Adverse Yaw: What Is It and How Do You Prevent it?

Unless they remember their ground school training, new pilots may be surprised at how their aircraft reacts as they engage their ailerons to make a turn. They may be caught wondering why if they were making a turn to the right, the aircraft suddenly seemed to have a mind of its own and pivoted to the left first. Sounds like it is time for a refresher on the topic of adverse yaw.

What is adverse yaw?

Adverse yaw is the tendency of a fixed wing aircraft to yaw in the opposite direction as you roll into a banked turn. If you roll the plane to the right, it will have an automatic tendency to make an unintended yawing motion to the left and vice versa.
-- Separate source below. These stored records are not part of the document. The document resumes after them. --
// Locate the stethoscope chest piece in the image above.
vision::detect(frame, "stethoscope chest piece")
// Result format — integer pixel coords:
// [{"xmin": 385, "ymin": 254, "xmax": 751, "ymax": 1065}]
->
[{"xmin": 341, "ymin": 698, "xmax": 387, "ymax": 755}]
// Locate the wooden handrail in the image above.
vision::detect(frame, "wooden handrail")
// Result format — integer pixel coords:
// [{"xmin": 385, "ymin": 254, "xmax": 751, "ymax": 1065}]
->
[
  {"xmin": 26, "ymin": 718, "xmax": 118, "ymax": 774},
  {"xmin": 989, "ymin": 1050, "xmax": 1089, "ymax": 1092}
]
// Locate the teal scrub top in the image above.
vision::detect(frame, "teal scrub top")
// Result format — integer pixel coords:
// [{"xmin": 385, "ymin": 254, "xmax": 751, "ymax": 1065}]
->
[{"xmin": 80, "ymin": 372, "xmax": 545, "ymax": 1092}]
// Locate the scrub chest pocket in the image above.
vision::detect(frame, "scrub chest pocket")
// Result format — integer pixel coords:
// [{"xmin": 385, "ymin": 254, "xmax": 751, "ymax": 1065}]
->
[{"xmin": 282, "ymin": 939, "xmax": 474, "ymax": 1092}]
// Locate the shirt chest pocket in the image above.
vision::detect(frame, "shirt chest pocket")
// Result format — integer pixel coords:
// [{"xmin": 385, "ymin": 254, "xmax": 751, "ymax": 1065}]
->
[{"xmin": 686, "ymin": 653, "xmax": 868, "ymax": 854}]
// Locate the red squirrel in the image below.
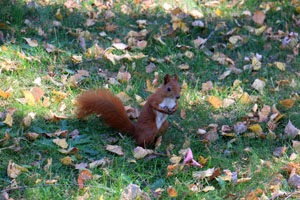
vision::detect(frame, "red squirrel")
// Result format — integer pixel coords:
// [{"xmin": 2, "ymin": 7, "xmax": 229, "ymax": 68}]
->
[{"xmin": 77, "ymin": 74, "xmax": 181, "ymax": 147}]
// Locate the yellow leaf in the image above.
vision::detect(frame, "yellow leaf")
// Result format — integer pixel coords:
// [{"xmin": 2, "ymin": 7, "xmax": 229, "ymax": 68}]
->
[
  {"xmin": 207, "ymin": 96, "xmax": 223, "ymax": 109},
  {"xmin": 52, "ymin": 138, "xmax": 68, "ymax": 149},
  {"xmin": 279, "ymin": 99, "xmax": 295, "ymax": 108},
  {"xmin": 216, "ymin": 8, "xmax": 222, "ymax": 17},
  {"xmin": 167, "ymin": 186, "xmax": 177, "ymax": 197},
  {"xmin": 248, "ymin": 124, "xmax": 262, "ymax": 133},
  {"xmin": 274, "ymin": 62, "xmax": 285, "ymax": 72},
  {"xmin": 0, "ymin": 89, "xmax": 11, "ymax": 99},
  {"xmin": 3, "ymin": 113, "xmax": 13, "ymax": 127},
  {"xmin": 23, "ymin": 91, "xmax": 35, "ymax": 106},
  {"xmin": 60, "ymin": 156, "xmax": 73, "ymax": 165}
]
This adverse yaw tendency exists to varying degrees on all fixed wing aircraft although it is less pronounced on planes with shorter wings and those flying at higher speeds.

What causes adverse yaw?

Adverse yaw is caused by a lift and drag differential between your two wings. To initiate a right banking turn, you need to roll the plane to the right. This is done by raising the right aileron and lowering the left. Raising an aileron decreases both the lift and drag it generates. In our example, raising your right aileron will cause the right wing to dip, initiating your right roll.
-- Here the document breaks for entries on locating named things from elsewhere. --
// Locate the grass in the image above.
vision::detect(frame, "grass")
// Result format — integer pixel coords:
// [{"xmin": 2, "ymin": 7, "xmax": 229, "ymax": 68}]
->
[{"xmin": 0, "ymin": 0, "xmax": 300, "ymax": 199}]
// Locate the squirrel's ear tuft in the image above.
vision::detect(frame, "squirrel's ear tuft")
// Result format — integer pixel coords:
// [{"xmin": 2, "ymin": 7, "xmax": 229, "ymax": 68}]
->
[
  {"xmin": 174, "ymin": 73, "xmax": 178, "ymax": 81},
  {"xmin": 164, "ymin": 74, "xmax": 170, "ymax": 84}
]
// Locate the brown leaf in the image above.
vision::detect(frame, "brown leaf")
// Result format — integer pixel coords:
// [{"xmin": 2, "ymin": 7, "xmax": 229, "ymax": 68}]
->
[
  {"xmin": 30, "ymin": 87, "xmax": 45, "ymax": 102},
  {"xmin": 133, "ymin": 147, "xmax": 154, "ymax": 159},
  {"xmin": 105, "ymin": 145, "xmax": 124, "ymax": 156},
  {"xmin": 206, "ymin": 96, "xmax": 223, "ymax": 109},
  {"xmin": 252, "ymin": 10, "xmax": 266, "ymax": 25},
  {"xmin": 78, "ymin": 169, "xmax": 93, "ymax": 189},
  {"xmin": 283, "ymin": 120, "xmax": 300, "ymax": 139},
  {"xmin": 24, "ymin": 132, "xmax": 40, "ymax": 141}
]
In contrast, lowering an aileron generates more lift and correspondingly more induced drag. The reason a lowered aileron generates more lift is because it alters the chord line and increases the angle of attack. At a higher angle of attack, more lift is generated. When we lower our left aileron, it will result in the left wing lifting.

If the drag decrease on one wing were perfectly balanced by the drag increase on the other, the plane would simply roll without yawing, however in real life there is a drag differential between the two wings. A drag differential occurs because the raised aileron is deflecting into lower pressure airflow and the lowered aileron is deflecting into higher pressure airflow. If the amount of deflection is the same, the drag on the lowered aileron will be greater than it is on the higher aileron. This causes the plane to yaw in the direction of the lowered aileron which is the opposite direction of your roll.

How does aileron design impact adverse yaw?

The two main types of ailerons in use today were both purposefully designed with countering and minimizing adverse yaw in mind. Frise and differential aileron designs can be used solo or combined so their benefits work in a tandem hybrid configuration.

Since the adverse yaw is caused by a drag differential between the up and the down aileron, a frise aileron is designed to create more drag on the up aileron. This helps balance the higher degree of drag experienced by the lowered aileron. The increased drag is achieved by setting the aileron hinge point backward. When the aileron is raised, part of it protrudes lower than the bottom of the wing. Air hits this protrusion and generates extra drag.

On a differential aileron design, adverse yaw is decreased through limiting the aileron’s downward range of motion compared to its upward range. When one aileron is fully raised and the other is fully lowered, the raised aileron will move up further than the lowered aileron goes down. By decreasing the range of motion of the lowered aileron, the amount of generated drag is also reduced so it more closely matches the drag of the raised aileron. This decreases the amount of drag differential and thus the severity of the adverse yaw.

Watch Phil Unicomb Aviation’s Frise and Differential Ailerons video for a quick explanation and hands-on comparison of frise, differential, and hybrid ailerons.

How to minimize adverse yaw

Frise and differential aileron designs help minimize adverse yaw, and there are actions you can take as a pilot to further smooth out your rolls. Learn and practice flying coordinated turns using properly timed and controlled rudder inputs. In writing about the proper execution of the common turn, AOPA writer Budd Davisson laments the fact that too many pilot exhibit the “pervasive habits” of “holding rudder and/or aileron through the turn, or not using rudder at all when entering or leaving turns.”

The adverse yaw characteristics of each plane are different, so you must learn your plane. In general, older aircraft will require more rudder input than newer planes. The important thing to remember is that rudder is only necessary when there is a lift and drag imbalance or differential between the left and right wings. Once the banking turn is established and the ailerons are back to neutral, the differential is negated, and rudder inputs are no longer required.